HARTFORD, Conn. (WTNH) — Monday is a big deadline for campaigns to file how much money they have raised and spent so far in this election cycle.

That quarterly campaign finance report goes to the State Elections Enforcement Commission. What do those numbers mean? Money and politics.

It is a subject Dr. Erika Franklin-Fowler teaches about and tracks at Wesleyan University’s Media Project in Middletown. She also has a book, titled “Political Advertising in the United States.”

“For television, you’re looking for the audiences that are not…that are sort of sitting back and watching the news, and they’re very important because they still go to the polls,” Franklin-Fowler said. “So, the older Americans, you do want to reach them through old school and traditional methods.”

Traditional methods like television ads.

This year, Republican Bob Stefanowski is challenging the Democratic incumbent Ned Lamont in the race for governor.

“That’s where the candidates are going to spend the bulk of their money,” Franklin-Fowler said. “Typically, that goes to television, but not always, and in a state like Connecticut, you would want to be advertising through other ways to reach voters.”

Like digital online messaging.

“It’s a way for candidates to more increasingly micro-target particular demographics that they want,” Franklin-Fowler said. “They can also talk about different issues to different sets of voters.”

Franklin-Fowler said that campaigns are now increasingly spending more money to advertise digitally because it’s an important tactic nationally. It makes up about 25% of overall campaign spending, at least in the 2020 cycle, Franklin-Fowler adding, “but we do expect that to continue to increase.”

As of the first filing quarter, Stefanowski raised more than $600,000 in individual donations and committed to spending $10 million of his own fortune.

Lamont has publicly stated he will self-fund his campaign. This quarter, the governor loaned his campaign $1.15 million and raised $13,998.14 in individual contributions.

During the last race for governor, Lamont spent an estimated $16 million of his own money. Franklin-Fowler said self-funders have an advantage.

“It also gives him more flexibility to do the things that he wants to do,” Franklin-Fowler said. “It also puts the onus on opponents to then come up with the money to match him.”

Then there are Political Action Committees (PACs) that can’t coordinate with campaigns. Franklin-Fowler says gamesmanship is key.

“Political power is important, right? So donors who are not particularly happy with a particular candidate might, you know, help to fund their opponent.”
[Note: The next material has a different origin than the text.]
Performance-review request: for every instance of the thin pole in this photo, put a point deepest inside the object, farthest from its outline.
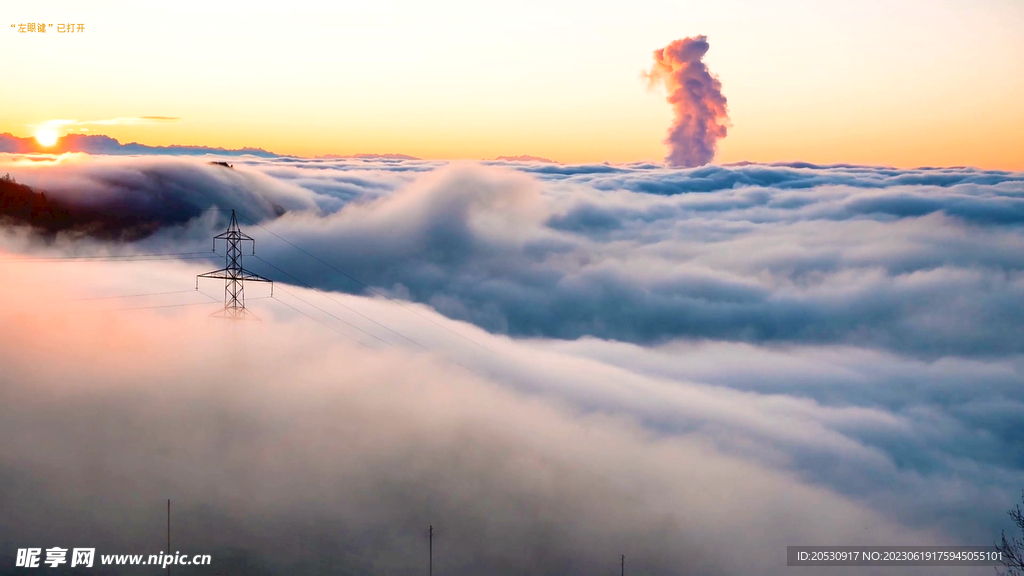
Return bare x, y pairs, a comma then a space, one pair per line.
168, 533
CT Truth PAC is betting big on Stefanowski. They have raised more than $1 million and spent $300,000 during the first three months of 2022. The PAC spent $153,000 on TV and digital ads attacking Lamont.

Both Lamont and Stefanowski have chosen running mates. Each will have to be endorsed by the respective parties at next month’s convention. By law, lieutenant governor candidates raise and spend money separately from running mates.